In New Orleans and Louisiana, French is a living language. In no other state in the Union – in no other city – is French culture so integrally built into the social fabric and its heritage still so vitally in play. The strong appeal of our program both nationally and internationally demonstrates that place matters: students who choose Tulane understand the compelling logic of pursuing their passion in a city so thoroughly steeped in its Francophone past. Located in what is often referred to as “the northernmost city of the Caribbean,” Tulane is at the crossroads of the two Americas and the larger Atlantic world, and in proximity to Haiti and the French Antilles. With the cultural history of French in our city and region, a living tradition of Francophonie, and the presence and activities of the French Consul General, our city is an ideal place for French study.

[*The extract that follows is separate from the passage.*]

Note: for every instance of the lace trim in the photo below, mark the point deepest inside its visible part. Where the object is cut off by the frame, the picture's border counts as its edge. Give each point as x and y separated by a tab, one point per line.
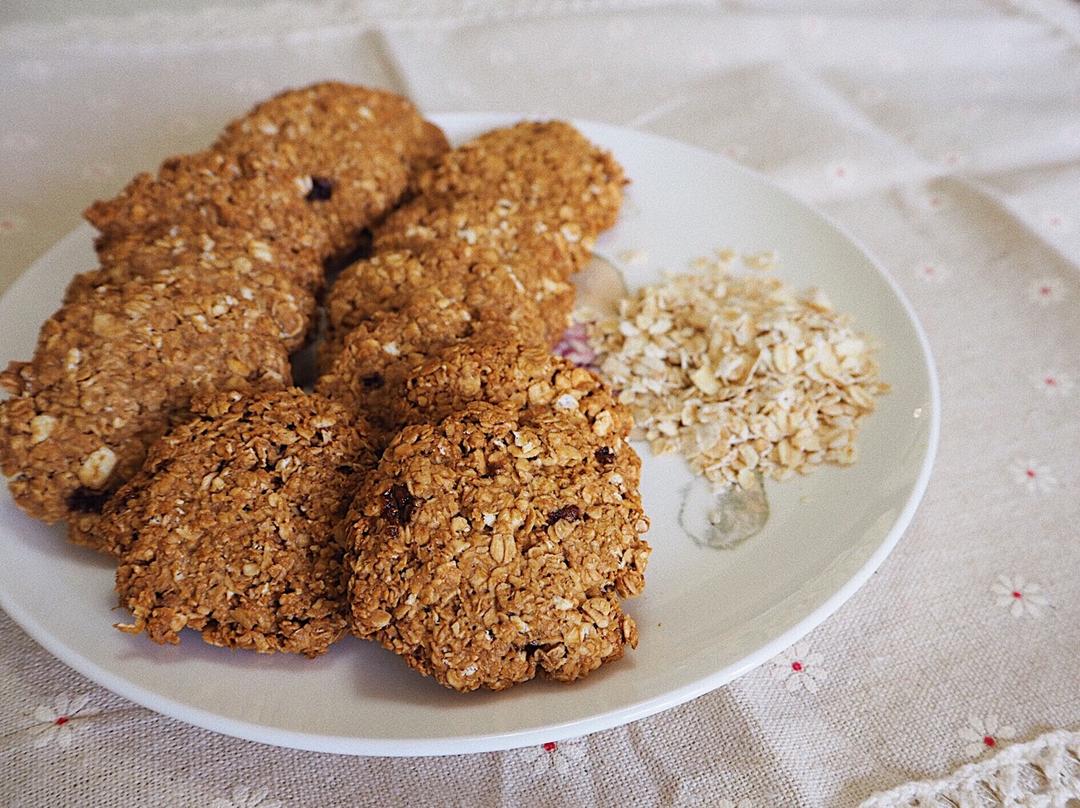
1041	772
286	19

Students at Tulane have unique opportunities for exploring the French, Creole, and Cajun cultures of Louisiana. Our location affords us a privileged vantage point from which to observe other situations of localized or marginalized languages and cultures in their relationship to broader, often hegemonic forces: France’s regional languages (Occitan, Breton, Alsatian, etc.) in conflict with the official language revered as an inviolable symbol of national unity; immigrant cultural practices (such as the wearing of the veil) in conflict with French cultural norms; creole languages stigmatized as corrupt forms of the standard, etc. In our various fields of research, a focus on the local provides both a revealing lens through which to view the global and a healthy check on universalizing theories of culture and language.

The program’s areas of strength include Francophone, Afro-Caribbean, and Mediterranean studies, medieval studies, cultural studies and cultural history, critical theory, political theory, gender studies, film theory, creole linguistics, European and African philosophy, performance studies and poetics.

Financial support includes full tuition remission and a stipend for up to five years of Ph.D. study.